Historical evidence suggests that using dietary supplements with natural products represents a safest strategy [71]. Numerous experimental evidence indicates that nitrite anion represents an important reservoir of NO bioequivalents to increase tissue NO levels during pathophysiological states in which NO synthesis from the eNOS-mediated enzymatic pathways are unavailable; nitrite anion production and distribution throughout the body can act in an endocrine manner to augment NO bioavailability, as demonstrated in a prior study [72]. Administration of nitrate or nitrite to humans and rodents clearly led to an increased NO-like bioactivity from numerous studies [66]. Feeding eNOS-deficient mice with oral sodium nitrite or sodium nitrate has also been demonstrated by independent groups to restore vascular NO signaling and vascular homeostasis [25, 73]. Our data not only reproduces these observations but also expands to the BBB and white matter beneficial effects (Fig. 4). These promising results provide additional mechanistic insights to the NO-based therapy, mechanistically, highlighting the paramount importance of the EDNO signaling in white matter health.

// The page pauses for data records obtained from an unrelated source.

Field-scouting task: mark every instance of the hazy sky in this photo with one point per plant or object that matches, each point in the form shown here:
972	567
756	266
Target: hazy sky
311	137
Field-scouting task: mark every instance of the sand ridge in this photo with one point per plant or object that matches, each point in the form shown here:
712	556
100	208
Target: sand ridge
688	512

White matter lesions can directly contribute to cognitive dysfunctions via dis-coupled glia-vascular functions. Since we observe hypoperfusion and BBB breakdown before myelin loss in white matter, we speculate that the compromised BBB with vascular injury, along with oxidative stress and astrogliosis, all contribute to the subsequent white matter change. Moreover, we also detect selective neurodegeneration in the cortical layers (II/III and V/VI), likely due to demyelination. The chronically evolving nature of the spontaneous model of mild hypoperfusion in eNOS-deficient mice will allow us to tease out the sequential pathological events in a future longitudinal study, at both molecular and cellular levels. These mice offer a unique opportunity to generalize and further validate the “myelin model” in a mouse system without being compounded by the amyloid and tau as dominating factors. We thus conclude that eNOS-deficient mice may represent an ideal spontaneous model for studying the earliest events leading to white matter changes. Moreover, it would be useful for future testing drug candidates for therapeutic use via targeting novel/specific vascular mechanisms contributing to VCID and AD.